Dear @minoh0201, I was wrong as the input submitted to BLAST against the CARD database is a protein FASTA, so the BLAST should be BLASTp, as you said before. But now I have another question, why not using the UDBA output used to BLAST the other two databases, blasting CARD via BLASTX instead of having to generate the Prodigal protein FASTA and then BLASTp CARD db? I have tested this option myself, and the results are analogous to those of the BLASTp. This way, you may simplify the use of Metacompare by reducing the number of inputs required.

Another thing I'd like to point out is that the results of the tool are written only as STDOUT in the screen...would it be possible to add a piece of code so that the final risk calculation outputs as a separate text file? I highlight this because when you run several samples in a batch, if the program spits a warning, you completely lose track of the resistome risk scores for each sample...
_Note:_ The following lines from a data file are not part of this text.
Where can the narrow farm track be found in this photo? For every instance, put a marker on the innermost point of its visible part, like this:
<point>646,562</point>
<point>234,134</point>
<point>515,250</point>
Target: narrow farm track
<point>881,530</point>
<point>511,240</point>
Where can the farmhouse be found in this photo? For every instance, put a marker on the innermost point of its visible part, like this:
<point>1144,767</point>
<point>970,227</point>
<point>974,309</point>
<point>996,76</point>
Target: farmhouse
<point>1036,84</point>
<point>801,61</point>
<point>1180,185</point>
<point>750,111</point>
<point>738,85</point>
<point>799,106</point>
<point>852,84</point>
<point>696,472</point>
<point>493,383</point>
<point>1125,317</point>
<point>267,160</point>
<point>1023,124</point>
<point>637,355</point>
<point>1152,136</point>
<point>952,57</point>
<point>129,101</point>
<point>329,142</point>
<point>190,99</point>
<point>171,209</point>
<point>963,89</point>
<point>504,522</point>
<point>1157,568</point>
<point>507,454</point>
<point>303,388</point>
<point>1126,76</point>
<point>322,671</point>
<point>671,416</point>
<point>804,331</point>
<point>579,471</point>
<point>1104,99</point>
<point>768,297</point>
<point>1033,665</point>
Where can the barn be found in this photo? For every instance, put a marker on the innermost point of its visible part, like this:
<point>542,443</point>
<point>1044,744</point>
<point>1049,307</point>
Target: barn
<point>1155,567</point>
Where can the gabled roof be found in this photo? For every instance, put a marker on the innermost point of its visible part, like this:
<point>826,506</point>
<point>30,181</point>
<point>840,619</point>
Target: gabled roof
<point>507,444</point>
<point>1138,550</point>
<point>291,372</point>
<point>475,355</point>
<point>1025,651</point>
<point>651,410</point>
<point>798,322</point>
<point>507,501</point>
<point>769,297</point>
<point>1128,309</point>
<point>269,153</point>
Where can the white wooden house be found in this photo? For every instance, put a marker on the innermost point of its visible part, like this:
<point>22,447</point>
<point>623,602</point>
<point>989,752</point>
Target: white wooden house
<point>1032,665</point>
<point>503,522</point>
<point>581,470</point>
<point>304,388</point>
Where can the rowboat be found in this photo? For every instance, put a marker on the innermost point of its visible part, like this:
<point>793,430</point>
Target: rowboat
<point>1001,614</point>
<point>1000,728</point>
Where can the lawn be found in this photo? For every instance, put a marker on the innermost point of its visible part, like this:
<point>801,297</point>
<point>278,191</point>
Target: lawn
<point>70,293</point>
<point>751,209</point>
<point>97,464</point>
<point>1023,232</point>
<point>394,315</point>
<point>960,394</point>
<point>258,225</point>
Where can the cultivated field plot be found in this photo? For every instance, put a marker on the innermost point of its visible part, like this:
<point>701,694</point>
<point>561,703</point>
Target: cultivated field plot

minoh0201 commented 4 years ago

MetaCompare was designed to serve Metagenomic sequencing data which contains nucleotide sequences. IDBA-UD output also is supposed to be nucleotide sequences. Hence, Prodigal is introduced to predict coding-gene regions to do the subsequent BLASTX. I think your usage is a little bit off from the intention but it makes sense to skip Prodigal and use BLASTP if your FASTA file somehow contains amino acid sequences. My apology for not providing any further updates. You may folk the repo and customize as you wish.